12 thoughts on “Committed

  1. onederccl 4 May 2010 / 2:00 pm

    I think “Committed” is very fitting title for her book – after all, it is because Elizabeth and Felipe are so committed to each other that they decide to try to let go of all their bad associations with marriage in order to be together.
    As a skeptic of marriage myself, I loved this book. I don’t think there is any reason for people to get married these days, unless a) the symbolism of marriage is important to you personally or b) the government tells you that you can’t live together where you want to unless you are married (as was the case with our couple in “Committed”). However, part of me couldn’t really understand why getting married was such a big deal for the author – her and Felipe were already as (if not more) emotionally committed as any married couple anyway; the only difference is the paper work.
    I also recommend “The Last American Man” (written before “Eat, Pray, Love” fame) for anyone who likes Elizabeth Gilbert as much as I do 🙂

  2. joyciescotland 4 May 2010 / 2:05 pm

    Getting married was probably only a big deal for Gilbert as it gave her a nice, emotive subject to hang her second book on.

  3. Lynne 4 May 2010 / 2:53 pm

    Nasty old cynic that I am, I’m looking forward to the sequel, detailing her divorce. Will she call it “De-committed”? ? “Un-married”? “Re-recycled”? I think “De-commissioned” is nice.

  4. joycie 4 May 2010 / 7:46 pm

    Hahaha….I love your cynicism Lynne. I kinda like “Dumped” as a title.

  5. Marion H 6 May 2010 / 12:26 pm

    Being a lover of puns – I wondered if it was a play on the word – committed to each other – committed to an institute (as in an asylum rather that the institute of marriage)?

    • Roberta Smith 7 May 2010 / 9:28 am

      Will we ever know? Not in the next book I don’t think – apparently it is a novel.

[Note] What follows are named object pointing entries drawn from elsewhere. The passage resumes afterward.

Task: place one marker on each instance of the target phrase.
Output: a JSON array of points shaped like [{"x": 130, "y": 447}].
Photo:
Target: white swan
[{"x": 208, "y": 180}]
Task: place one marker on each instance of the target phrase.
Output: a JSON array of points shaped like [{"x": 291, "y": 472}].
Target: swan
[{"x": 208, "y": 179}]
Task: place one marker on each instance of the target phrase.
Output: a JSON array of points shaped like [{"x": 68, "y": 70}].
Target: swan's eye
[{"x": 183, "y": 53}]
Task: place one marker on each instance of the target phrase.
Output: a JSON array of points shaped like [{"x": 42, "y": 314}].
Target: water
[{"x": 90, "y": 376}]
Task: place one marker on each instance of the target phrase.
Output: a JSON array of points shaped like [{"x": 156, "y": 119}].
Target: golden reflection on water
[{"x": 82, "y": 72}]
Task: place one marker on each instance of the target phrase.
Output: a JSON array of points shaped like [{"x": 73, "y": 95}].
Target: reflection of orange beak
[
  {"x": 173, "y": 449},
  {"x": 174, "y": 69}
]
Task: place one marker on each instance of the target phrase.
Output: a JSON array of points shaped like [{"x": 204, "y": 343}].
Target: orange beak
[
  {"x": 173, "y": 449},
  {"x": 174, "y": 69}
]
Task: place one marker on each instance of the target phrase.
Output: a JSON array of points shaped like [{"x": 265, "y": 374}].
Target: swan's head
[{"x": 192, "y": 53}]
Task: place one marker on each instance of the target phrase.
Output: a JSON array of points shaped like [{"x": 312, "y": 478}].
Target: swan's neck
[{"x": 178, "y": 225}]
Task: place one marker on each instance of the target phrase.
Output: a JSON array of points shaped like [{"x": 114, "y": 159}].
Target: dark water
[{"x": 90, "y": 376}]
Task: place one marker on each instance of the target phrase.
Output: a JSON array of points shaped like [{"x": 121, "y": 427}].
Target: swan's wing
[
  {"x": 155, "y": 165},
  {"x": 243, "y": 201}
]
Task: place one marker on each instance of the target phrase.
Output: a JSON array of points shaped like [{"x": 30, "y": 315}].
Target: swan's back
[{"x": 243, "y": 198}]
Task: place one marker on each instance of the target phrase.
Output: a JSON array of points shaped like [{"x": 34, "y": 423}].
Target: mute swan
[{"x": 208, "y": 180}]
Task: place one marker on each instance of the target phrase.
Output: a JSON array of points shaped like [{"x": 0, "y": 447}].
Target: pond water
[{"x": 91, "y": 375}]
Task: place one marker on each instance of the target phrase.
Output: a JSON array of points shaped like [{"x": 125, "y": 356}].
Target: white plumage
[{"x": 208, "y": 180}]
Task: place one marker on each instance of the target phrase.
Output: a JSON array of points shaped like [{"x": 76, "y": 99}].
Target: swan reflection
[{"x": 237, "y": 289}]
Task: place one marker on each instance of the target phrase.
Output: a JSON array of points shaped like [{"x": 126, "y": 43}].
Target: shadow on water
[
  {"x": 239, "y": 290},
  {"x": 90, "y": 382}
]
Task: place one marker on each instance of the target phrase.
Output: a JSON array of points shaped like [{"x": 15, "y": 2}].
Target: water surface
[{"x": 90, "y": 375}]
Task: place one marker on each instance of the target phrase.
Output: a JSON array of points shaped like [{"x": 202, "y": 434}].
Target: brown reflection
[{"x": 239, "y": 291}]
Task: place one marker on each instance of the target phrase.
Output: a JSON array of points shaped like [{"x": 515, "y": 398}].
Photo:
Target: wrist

  6. joyciescotland 6 May 2010 / 12:42 pm

    Aaah, now I did also think about “committed” as a placement in a prison or asylum but I am working on being less cynical and bitter!!!

    • Roberta Smith 7 May 2010 / 9:26 am

      I thought that too – I am so sorry she won’t be at the festival to harass on this ticklish business of titles!

  7. Nicole 6 May 2010 / 8:09 pm

    When I finally find myself less committed (that’s one of those words where you have to check how many m’s and t’s you put in!) to the more mundane tasks of work, study and house maintenance, I am going to read BOTH those books. They sound awesome enough to make it to my book notebook – where I put in all the books that look fascinating but I can’t read just now because I will exceed my ‘sensible book quota’ for the month.

  8. Roberta Smith 7 May 2010 / 9:25 am

    Give me a benchmark number here, what’s a “sensible book quota” for the month for you?

  9. Allison Broster 10 May 2010 / 9:20 pm

    Count me among the cynics. And probably one of the few who didn’t LOVE Eat Pray Love. One the other hand perhaps my main criticism (I have much more interesting stories to tell and could tell them better) is a mark of how accessible and engaging her writing is. OK, trying to be charitable here. And I have to say that Committed sounds like a worthy rather than a fun read. Maybe Gilbert is going for weighty rather than frothy this time.

  10. Roberta Smith 11 May 2010 / 8:38 am

    Here’s what I think she does in Committed:hunkers down and gets stuck into the research to expose some really fascinating insights into marriage. Then just when you are on the cusp of a teeny tiny little yawn she swings round, stares you full in the face and delivers a punchline of such stunning directness and exposure that you feel as if she is right in front of you.As a writer she does the rambling story telling and the stand-up comedy punchline all in one neat little package. Works for me, especially in Committed.